This urgent and compelling book comes at a time when toxic nationalism is causing the violent and systematic exclusion of political, religious, sexual and other minorities. Manash Firaq Bhattacharjee reminds us that the modern nation-state, built on fear and an obsession with territory, is often at odds with democracy, justice and fraternity.
Critically analyzing the ideas of thinkers who laid the political and ethical grounds of India’s modern identity—Nehru, Ambedkar, Gandhi, Tagore, and Aurobindo—Bhattacharjee shows how we have strayed from their inclusive, diverse visions. He effortlessly weaves personal and intellectual histories, navigating through vast swathes of scholarship, to sketch a radically ethical imagination against the sound and fury of nationalism. He dips into fascinating anecdotes, recalling Ashok Kumar’s friendship with Manto against the shadow of Partition, Ali Sardar Jafri’s Jnanpith Award acceptance speech, and his own encounter with the Sufi qawwal, Fareed Ayaz, among others.
Concluding with an enlightening genealogy of modern politics in the light of its present crisis, he exhorts us towards a new politics of trust. Brimming with thought-provoking analyses and commentary, Looking for the Nation is an extraordinary and illuminating account of India’s politics and culture.
After nearly seventy years of independence, we are again faced with the old questions. India is democracy today, and by definition, this means a state and mode of government which allows thinking and dissent. But suddenly, there seems to be dangerous consensus that thinking which goes against power is seditious.
During the anti-colonial struggle, nationalism made people think about ways to oppose colonial injustice. Today, nationalism is asking people to play the opposite role: it is preventing people from thinking about justice. Is the new political definition of nationalism based on an assumption of consensual coercion, where thinking is disallowed? Is nationalism a celebration of the narcissistic, logical and naturalist construct of power instead of the critical, ethical and liberating idea that once inspired Gandhi and Ambedkar?

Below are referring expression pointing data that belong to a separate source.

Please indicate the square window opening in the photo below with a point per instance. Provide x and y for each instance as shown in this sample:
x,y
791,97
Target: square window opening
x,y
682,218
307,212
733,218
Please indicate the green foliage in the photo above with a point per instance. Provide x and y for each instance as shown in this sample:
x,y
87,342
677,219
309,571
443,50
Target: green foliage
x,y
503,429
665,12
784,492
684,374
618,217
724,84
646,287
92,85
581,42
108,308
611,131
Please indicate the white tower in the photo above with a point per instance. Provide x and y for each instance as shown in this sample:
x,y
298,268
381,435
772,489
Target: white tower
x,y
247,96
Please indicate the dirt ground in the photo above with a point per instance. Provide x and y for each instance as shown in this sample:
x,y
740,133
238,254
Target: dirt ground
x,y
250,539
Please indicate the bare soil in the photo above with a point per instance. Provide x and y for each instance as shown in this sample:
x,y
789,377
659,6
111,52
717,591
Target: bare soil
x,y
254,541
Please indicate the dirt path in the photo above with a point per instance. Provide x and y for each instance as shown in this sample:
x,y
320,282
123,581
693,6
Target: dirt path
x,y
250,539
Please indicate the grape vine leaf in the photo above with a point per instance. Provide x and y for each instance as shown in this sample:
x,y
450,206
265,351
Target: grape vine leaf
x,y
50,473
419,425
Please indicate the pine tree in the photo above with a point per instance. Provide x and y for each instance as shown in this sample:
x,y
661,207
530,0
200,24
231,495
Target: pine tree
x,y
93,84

Criticism is a form of nation-love which allows thinking and dissent against power, for power itself is far from delivering justice. The only moral legitimacy which the state has, comes from its pledge to impart justice. That is why we believe in the law. Ironically, however, some of our laws are still dragging on from the colonial era, and even logically, we can see that they are of no help. They are as opposed to delivering justice now, as they were then
How can the most logical of nationalist love and pride accept such a thing?